Epithetica

Scientific classification
- Kingdom: Animalia
- Phylum: Arthropoda
- Class: Insecta
- Order: Lepidoptera
- Family: Oecophoridae
- Subfamily: Hypertrophinae
- Genus: Epithetica Turner, 1923
- Species: E. typhoscia
- Binomial name: Epithetica typhoscia Turner, 1923

= Epithetica =

- Authority: Turner, 1923
- Parent authority: Turner, 1923

Species of moth

Epithetica typhoscia is a moth in the family Depressariidae, and the only species in the genus Epithetica.

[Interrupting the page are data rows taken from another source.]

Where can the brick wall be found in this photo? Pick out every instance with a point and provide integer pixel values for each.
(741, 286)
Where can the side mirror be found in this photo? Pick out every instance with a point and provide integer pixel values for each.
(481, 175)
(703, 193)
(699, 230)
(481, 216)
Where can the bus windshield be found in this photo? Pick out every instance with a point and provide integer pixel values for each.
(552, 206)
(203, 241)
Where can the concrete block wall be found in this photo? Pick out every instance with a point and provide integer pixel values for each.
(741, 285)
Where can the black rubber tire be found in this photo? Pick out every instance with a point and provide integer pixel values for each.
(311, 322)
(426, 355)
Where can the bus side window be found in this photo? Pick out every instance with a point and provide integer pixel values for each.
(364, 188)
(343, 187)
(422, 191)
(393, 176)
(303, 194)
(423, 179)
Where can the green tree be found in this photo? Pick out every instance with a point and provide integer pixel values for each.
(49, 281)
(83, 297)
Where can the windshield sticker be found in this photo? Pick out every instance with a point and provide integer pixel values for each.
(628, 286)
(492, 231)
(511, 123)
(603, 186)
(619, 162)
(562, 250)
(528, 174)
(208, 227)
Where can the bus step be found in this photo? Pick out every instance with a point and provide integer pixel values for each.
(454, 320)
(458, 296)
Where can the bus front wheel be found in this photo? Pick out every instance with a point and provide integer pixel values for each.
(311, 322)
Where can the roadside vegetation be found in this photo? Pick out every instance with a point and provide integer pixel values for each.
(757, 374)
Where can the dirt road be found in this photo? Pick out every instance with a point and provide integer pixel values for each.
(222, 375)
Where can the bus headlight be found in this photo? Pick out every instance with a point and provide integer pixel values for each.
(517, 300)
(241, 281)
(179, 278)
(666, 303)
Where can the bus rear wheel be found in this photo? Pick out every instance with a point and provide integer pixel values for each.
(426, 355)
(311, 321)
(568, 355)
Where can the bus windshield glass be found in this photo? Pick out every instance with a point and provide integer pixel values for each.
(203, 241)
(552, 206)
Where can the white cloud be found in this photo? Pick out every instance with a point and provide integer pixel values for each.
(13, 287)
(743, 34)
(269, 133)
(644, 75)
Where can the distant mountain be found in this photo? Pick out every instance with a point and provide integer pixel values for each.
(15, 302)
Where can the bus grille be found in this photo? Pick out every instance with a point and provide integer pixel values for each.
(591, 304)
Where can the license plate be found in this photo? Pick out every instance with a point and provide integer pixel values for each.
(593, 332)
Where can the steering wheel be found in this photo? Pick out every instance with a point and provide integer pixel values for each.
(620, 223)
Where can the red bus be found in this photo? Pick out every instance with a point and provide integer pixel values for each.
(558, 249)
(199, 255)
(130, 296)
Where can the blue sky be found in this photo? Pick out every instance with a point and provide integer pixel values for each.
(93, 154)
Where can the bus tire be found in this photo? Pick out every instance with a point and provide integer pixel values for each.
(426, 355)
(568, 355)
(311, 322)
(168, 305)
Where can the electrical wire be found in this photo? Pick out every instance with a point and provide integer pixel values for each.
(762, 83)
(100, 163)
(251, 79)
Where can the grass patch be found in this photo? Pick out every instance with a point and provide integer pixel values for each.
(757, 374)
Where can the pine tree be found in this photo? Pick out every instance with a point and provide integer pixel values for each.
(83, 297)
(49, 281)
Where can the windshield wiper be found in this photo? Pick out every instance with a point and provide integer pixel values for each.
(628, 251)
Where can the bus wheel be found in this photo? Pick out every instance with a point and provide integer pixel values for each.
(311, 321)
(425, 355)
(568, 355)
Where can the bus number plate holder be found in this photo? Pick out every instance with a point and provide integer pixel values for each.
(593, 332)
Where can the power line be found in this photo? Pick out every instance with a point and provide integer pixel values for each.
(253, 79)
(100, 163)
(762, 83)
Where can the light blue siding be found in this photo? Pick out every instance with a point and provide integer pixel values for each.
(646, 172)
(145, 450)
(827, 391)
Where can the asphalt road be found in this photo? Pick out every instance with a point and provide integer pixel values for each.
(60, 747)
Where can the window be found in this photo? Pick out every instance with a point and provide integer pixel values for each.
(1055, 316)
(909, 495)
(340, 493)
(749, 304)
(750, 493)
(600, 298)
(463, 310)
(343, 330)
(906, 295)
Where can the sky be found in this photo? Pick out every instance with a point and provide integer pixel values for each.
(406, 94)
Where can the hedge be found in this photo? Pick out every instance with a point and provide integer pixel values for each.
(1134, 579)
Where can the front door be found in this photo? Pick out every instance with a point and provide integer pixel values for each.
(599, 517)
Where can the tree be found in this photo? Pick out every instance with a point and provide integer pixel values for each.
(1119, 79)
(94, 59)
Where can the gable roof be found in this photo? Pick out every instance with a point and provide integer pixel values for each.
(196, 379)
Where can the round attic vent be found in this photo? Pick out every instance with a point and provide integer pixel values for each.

It was described by Alfred Jefferis Turner in 1923 and is found in Australia, where it has been recorded from New South Wales.

The wingspan is 14–15 mm. The forewings are dark fuscous with a suffused brown subbasal fascia and a brown incomplete fascia from the dorsum before the middle, reaching three-fourths across the disc, edged anteriorly with grey. Immediately after this, a suffused grey fascia runs from the midcosta to beyond the middorsum, in it a fine black line from two-fifths costa to three-fourths the dorsum. Another grey fascia containing a dark line is found from three-fourths of the costa to the termen above the tornus. The terminal edge is fuscous preceded by a grey line. The hindwings are dark fuscous.